Any RNG-order contract (creation now; combat seeding at M5; saves at M9) needs a golden
vector. Two-runs-agree is not a determinism test.
---
## 4. A closed vocabulary is not bounded if the model can repeat a tag
**Currency.** Charter §6 gives NPCs eight moves and *no quantity argument*, deliberately:
the model picks from a closed vocabulary and never invents a number (§2). But
`TagExtractor` returns **every** occurrence of a tag, `MoveValidator` is a pure membership
test, and `MoveApplier` looped and applied each one. So a model emitting
`[MOVE: accept_item(copper)]` forty-seven times drained a 47-copper purse, and ten
`[MOVE: give_item(gold)]` tags minted 100,000c.
**The model chose the amount, in unary.** Rejecting a quantity argument bought nothing;
repetition smuggled the integer back in.
**The guard:** a move applies **at most once per reply**, keyed on `name(id)`. And
`adjust_disposition`'s `MAX_DELTA` now caps the reply's **net** swing — it used to clamp
per *tag*, so three `+15`s moved standing by 45, the exact "wholesale swing" its own
comment forbids.
**The general lesson:** when the defence is "the model can only pick from a list," ask what
happens if it picks the *same item N times*. Validation that is a membership test is not a
rate limit.
---
## 5. One fact, two homes — and only one of them is guarded
**M4-a.** The calling roster (`sellsword`, `reaver`, …) needs to be known by the client
(`Callings.IDS`), the JSON Schema the API validates against, the *origin* schema, and the
content blurb files. A parity test guarded code ↔ canon-log schema. It did **not** guard:
- `docs/canon-log.md`*the* cross-boundary contract doc, still documenting `class_id`.
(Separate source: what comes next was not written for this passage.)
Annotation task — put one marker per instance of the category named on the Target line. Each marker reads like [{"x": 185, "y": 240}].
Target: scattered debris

- `.claude/skills/world-building/references/schema.md` — a **shipped authoring tool** whose
job is to emit content in the exact format the build consumes. It still told authors to
write `allowed_classes`. Any origin authored with it would have been rejected by the
schema, and at runtime `NewGame` would have read `allowed_callings``[]` → **every
calling forbidden.**
**The guard:** when a roster or enum exists in more than one place, enumerate **every**
copy — including prose docs and tooling — and add a parity test per machine-readable copy.
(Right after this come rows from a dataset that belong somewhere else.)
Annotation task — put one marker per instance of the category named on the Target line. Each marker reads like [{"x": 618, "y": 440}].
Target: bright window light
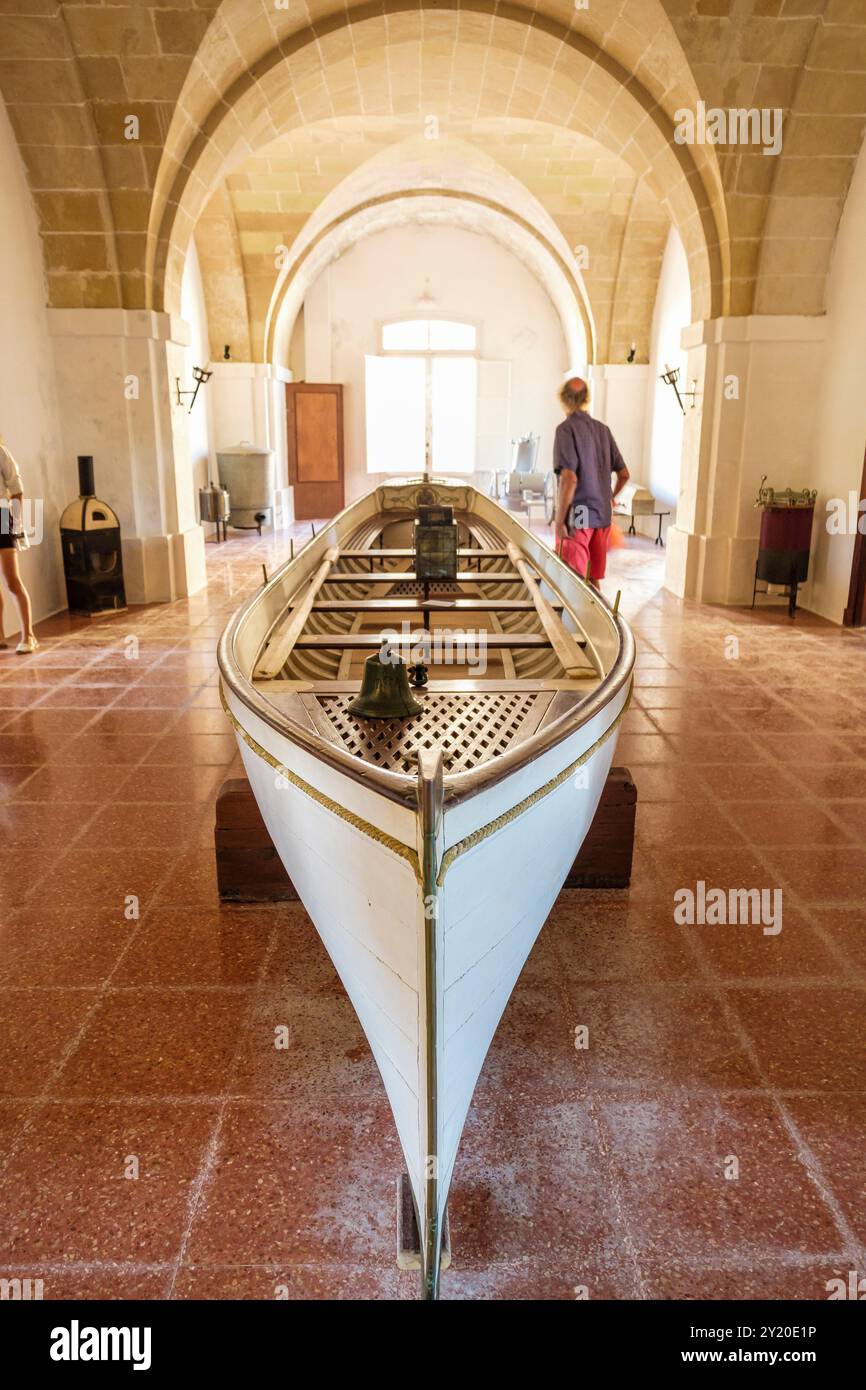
[
  {"x": 446, "y": 337},
  {"x": 396, "y": 414},
  {"x": 455, "y": 392},
  {"x": 409, "y": 335}
]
Ask specifically: *is there a doc, a skill, or a template that also writes this down?*
---
## 6. Generated content has a client consumer
**Duncarrow purge.** `content/world/**` is emitted by `content_build`, but it is also
**read by the client** (`content_db.gd` via the harnesses, plus `test_content_db.gd`).
Deleting generated content is therefore a *client* change, not a content change, and will
break client tests.
**The guard:** after any content change, run `PYTHONPATH=tools python3 -m content_build
--check`, then `git diff --stat dev...HEAD -- content/world content/server` and confirm
nothing changed that you did not intend.
---
## The checklist this all reduces to
- Can the new test **fail**? Re-break the code and watch it. If it can't fail, it isn't a test.
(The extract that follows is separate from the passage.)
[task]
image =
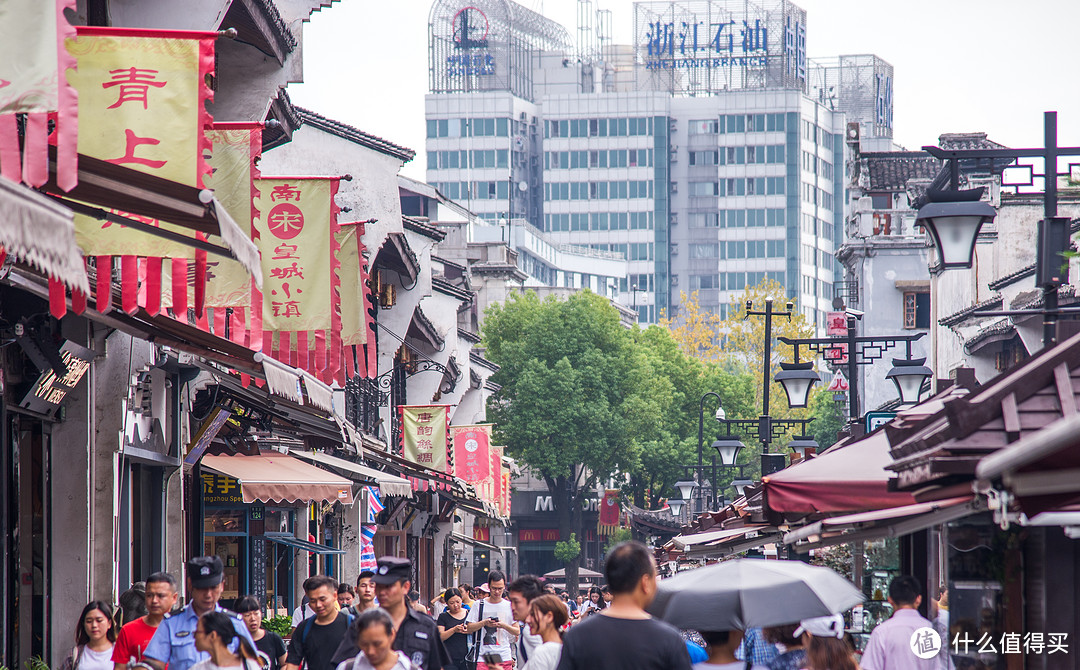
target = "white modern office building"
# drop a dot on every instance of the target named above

- Changed an **arity or parameter order**? Grep the *callers*, not the field name.
- Anything **seeded**? Pin the stream with a golden vector.
- Anything the **model can emit**? Ask what happens if it emits it *twice*.
- Any fact written down **twice**? Guard every copy — including docs and tooling.
- Touched **content**? Check the generated tree and the build.